Par conclusions récapitulatives remises au greffe le 24 juillet 2025 et auxquelles il est renvoyé pour l'exposé détaillé des prétentions et moyens présentés en cause d'appel, condamner M. [S] demande à la cour de : - confirmer le jugement ; - débouter M. [W] de ses demandes ; - à titre subsidiaire de limiter ses demandes de dommages et intérêts pour licenciement sans cause réelle et sérieuse à 7 759.05 € et d'indemnité de licenciement à 5349.50 €, de lui accorder un délai d'un mois pour la remise des documents de fin de contrat et bulletins de paie ; - en tout état de cause de condamner M. [W] à lui payer la somme de 3500 € sur le fondement de l'article 700 du code de procédure civile.

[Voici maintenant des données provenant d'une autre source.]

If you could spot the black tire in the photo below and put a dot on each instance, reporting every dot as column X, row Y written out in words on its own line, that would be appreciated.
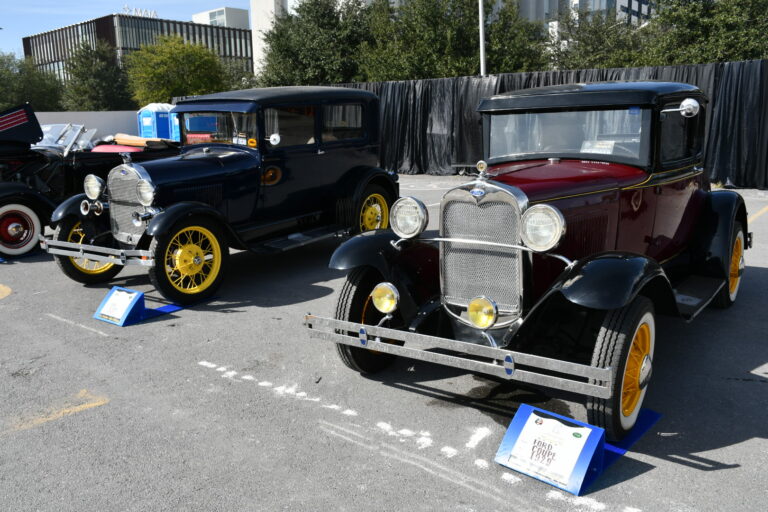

MOTIFS I- Sur le manquement à l'obligation de sécurité M. [S] exploite à titre personnel et sous l'enseigne « [9] » une activité de couverture zinguerie et entretien de gouttières.

Il a signé une déclaration d'accident du travail le 31 janvier 2019 pour un accident de M. [W] survenu le 30 janvier à 16h45 notant « finniser de bâcher, il a glissé », les lésions étant au niveau des hanches et de l'épaule.

Le 30 janvier 2019, M. [W] travaillait avec un autre salarié sur un chantier à [Localité 4] pour réaliser une terrasse en zinc.

Le salarié indique qu'il a installé une bâche compte tenu de la météo (forte grêle), a glissé et a chuté de cette toiture qui était à 2 mètres au dessus du sol.

L'attestation de M. [U] salarié présent sur ce chantier indique que vers 16h50, ils ont bâché la terrasse pour la nuit, que M. [W] a ramassé ses outils qu'il a glissé sur la bâche sans pouvoir se rattraper et est tombé lourdement 2 mètres plus bas sur le sol vu qu'il n'y a pas d'échafaudage.

L'employeur le conteste en indiquant qu'il ne grêlait pas, que le salarié n'a jamais indiqué qu'il avait chuté mais seulement glissé, ce que conteste le salarié et que la terrasse en zinc était à 52 cm du sol.

Les pièces produites démontrent que le chantier impliquait une intervention sur la toiture de la maison et sur celle de la partie cuisine.

Sur cette dernière a été installée la toiture terrasse en zinc et la photographie produite par le salarié montre que cette toiture était inclinée, impliquant ainsi des hauteurs au sol différentes.